Dünya kentlerinin en güzeli İstanbul’u “köşe bucak” gezmeğe ve lezzetlerini “çatal bıçak” tatmaya devam ediyoruz… İstanbul tüm zahmet ve külfetine rağmen bakmasını bilen için sürekli keşfedilecek yeni güzellikler yaratmayı ve tadını çıkartmasını bilene her gün yeni bir lezzet sunmayı beceren sayılı kentlerden birisi bence. Bir yandan böyle yepyeni taptaze mutluluklar üretmeyi başarırken bir yandan da kentin eşsiz karmaşasından keyif almayı bilenlere yüzyıllardır zaten var olan kadim tatlarını, çeşitli değişikliklere uğrayarak da olsa sunmayı sürdürüyor. Yenilikler geleneklerle karışıp harmanlanıyor ve ortaya çıkan tatlar İstanbul’un ruhunu anlayıp sevenler için yaşamın vazgeçilmez özellikleri haline geliyor. Sözünü ettiğim bu lezzetler İstanbul hayatının hemen her boyutunda var olmakla birlikte yeme içme dünyasından gelenler şüphesiz en çarpıcı ve coşkulu olanlar arasında. İstanbul’un tutkunlarına sunduğu keyiflerin en gerçek ve kalıcı olanları sofrada, pazarda, mutfakta yaşananlar sanki. Bu eşsiz tatların en alçakgönüllü olanlarından bir tanesini size hatırlatmak, hayata renk katan bu tatlardan bir süredir izini sürdüğümüz türden eski bir İstanbul lezzetini daha anlatıp İstanbul’un yaşamı zenginleştiren geleneksel yeme içme keyiflerinden birini daha sizlerle paylaşmak istiyorum bu kez.

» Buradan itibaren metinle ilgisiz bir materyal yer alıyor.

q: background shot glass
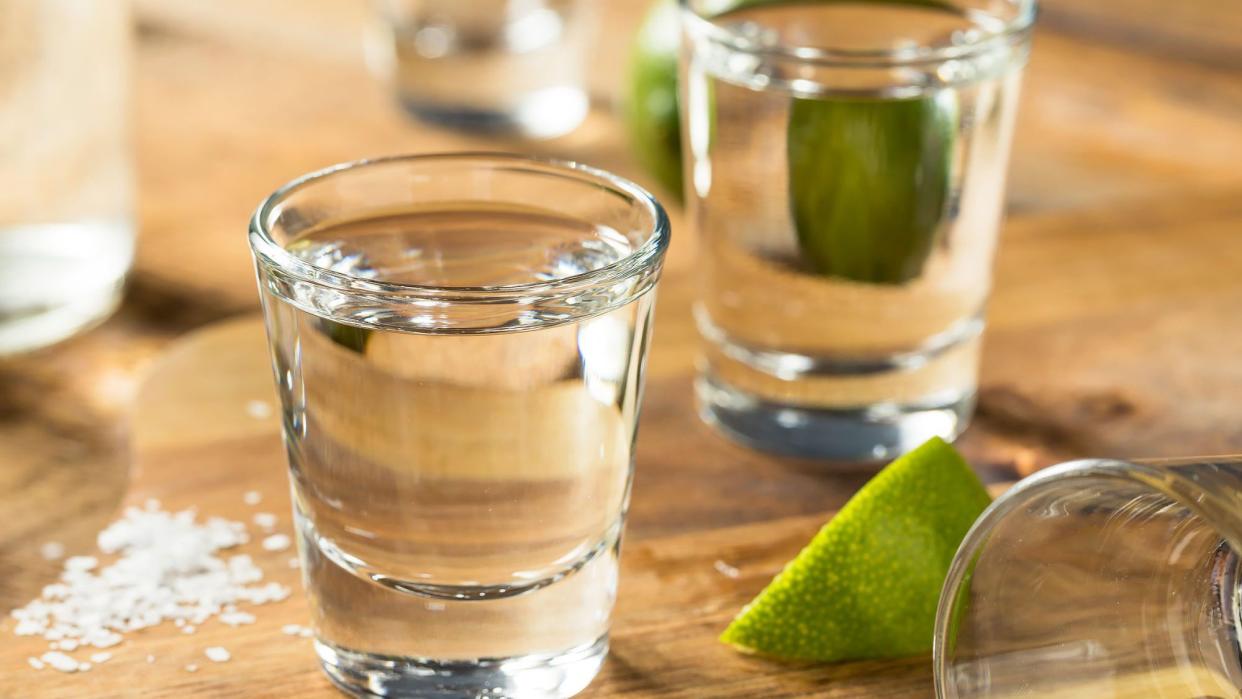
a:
[682,0,1035,459]
[250,154,669,698]
[370,0,590,138]
[0,0,134,355]
[934,458,1242,699]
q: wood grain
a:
[0,319,930,698]
[0,0,1242,698]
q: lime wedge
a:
[720,438,991,662]
[786,91,958,284]
[317,318,371,354]
[625,0,682,199]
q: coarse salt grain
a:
[40,651,78,672]
[39,541,65,561]
[10,500,289,672]
[220,612,255,627]
[263,534,291,551]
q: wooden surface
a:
[0,0,1242,698]
[0,319,930,698]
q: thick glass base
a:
[400,87,590,139]
[696,375,975,461]
[314,636,609,699]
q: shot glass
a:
[682,0,1035,459]
[0,0,134,355]
[370,0,590,138]
[250,154,669,698]
[934,458,1242,699]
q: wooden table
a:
[0,0,1242,698]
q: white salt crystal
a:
[40,651,78,672]
[39,541,65,561]
[246,401,272,420]
[10,504,289,672]
[65,556,99,572]
[263,534,291,551]
[220,612,255,627]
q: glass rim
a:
[678,0,1038,68]
[248,150,672,300]
[932,456,1242,699]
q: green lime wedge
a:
[786,91,958,284]
[720,438,991,662]
[625,0,682,199]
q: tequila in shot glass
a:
[370,0,591,138]
[250,154,669,698]
[682,0,1035,459]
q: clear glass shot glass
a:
[934,458,1242,699]
[370,0,591,138]
[250,154,669,698]
[0,0,134,355]
[682,0,1035,459]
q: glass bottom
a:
[314,636,609,699]
[694,374,975,461]
[400,87,590,139]
[0,221,133,355]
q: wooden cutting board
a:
[0,318,933,698]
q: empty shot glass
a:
[933,458,1242,699]
[370,0,591,138]
[250,154,669,698]
[682,0,1035,459]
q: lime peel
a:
[720,438,991,662]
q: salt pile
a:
[11,500,289,672]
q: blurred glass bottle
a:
[0,0,134,354]
[369,0,590,138]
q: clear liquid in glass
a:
[374,0,589,138]
[684,2,1021,458]
[265,204,652,697]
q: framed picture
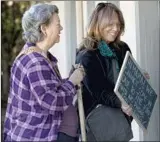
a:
[114,51,157,131]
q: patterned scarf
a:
[98,40,120,72]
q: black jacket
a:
[76,42,131,123]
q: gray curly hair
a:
[22,3,59,43]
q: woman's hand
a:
[69,64,85,85]
[121,103,132,116]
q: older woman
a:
[4,4,84,141]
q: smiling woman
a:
[76,3,133,141]
[4,3,84,142]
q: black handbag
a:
[85,53,133,141]
[86,105,133,141]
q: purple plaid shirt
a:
[4,43,76,142]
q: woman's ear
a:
[40,24,47,36]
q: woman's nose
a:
[60,26,63,31]
[113,24,120,31]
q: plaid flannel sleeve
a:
[27,61,76,114]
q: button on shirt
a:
[4,45,76,141]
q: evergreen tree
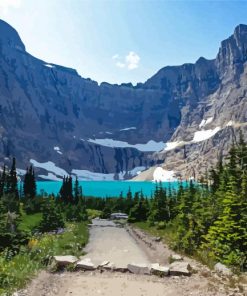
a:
[74,176,81,205]
[39,197,65,232]
[23,165,36,199]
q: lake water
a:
[37,181,183,197]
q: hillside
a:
[0,21,247,180]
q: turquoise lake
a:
[37,181,184,197]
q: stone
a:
[99,260,110,267]
[127,263,150,274]
[170,261,191,276]
[150,263,170,276]
[113,265,128,272]
[170,254,183,262]
[103,262,115,271]
[214,262,232,276]
[76,258,98,270]
[154,236,161,242]
[53,255,78,266]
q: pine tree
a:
[8,157,19,200]
[74,176,80,205]
[23,165,36,199]
[203,176,247,266]
[39,197,64,232]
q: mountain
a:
[0,21,247,180]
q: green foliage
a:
[0,222,88,295]
[23,166,36,199]
[39,197,65,232]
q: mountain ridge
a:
[0,21,247,179]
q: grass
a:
[0,219,89,295]
[19,213,42,232]
[87,209,102,220]
[133,222,176,245]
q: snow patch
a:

Daha önce sözünü ettiğim yedi İstanbul tepesinden birisi de kentin güneyinde, Beyazıt Camii ve İstanbul Üniversitesi ve kuzeyinde Süleymaniye Külliyesi bulunan tepedir. Bu tepenin güney etekleri, çok eski başka bir İstanbul semtine uzanır; Langa…
Langa, Laleli ve Yenikapı arasında yer alır; İstanbul’un Marmara üzerindeki en büyük limanlardan birisiyken, zamanla denizin dolması sonucunda iç kesimlerde kalmıştır. Yüzyıllar öncesinde bostanlarla kaplı olan Langa, uzun süre kentin sebze ihtiyacını karşılamaya katkıda bulunmuş olsa da, o bostanların yerini zamanla yerleşim alanları aldığından, buralarda herhangi bir şeyin tarımını yapmak da artık tarihe karışmış durumdadır. Langa bostanları tarih olmuştur olmasına ama ismini çok ünlü bir yiyeceğin ismine, Langa hıyarına yadigar bıraktıktan sonra. Hala bu semtin adıyla anılan Langa hıyarı iri, sulu ve lezzetli bir hıyar türüdür. Zamanında Langa’da olduğu kadar çevre mahalle bostanlarında, özellikle de Samatya’da bol miktarda yetiştirildiği bilinir.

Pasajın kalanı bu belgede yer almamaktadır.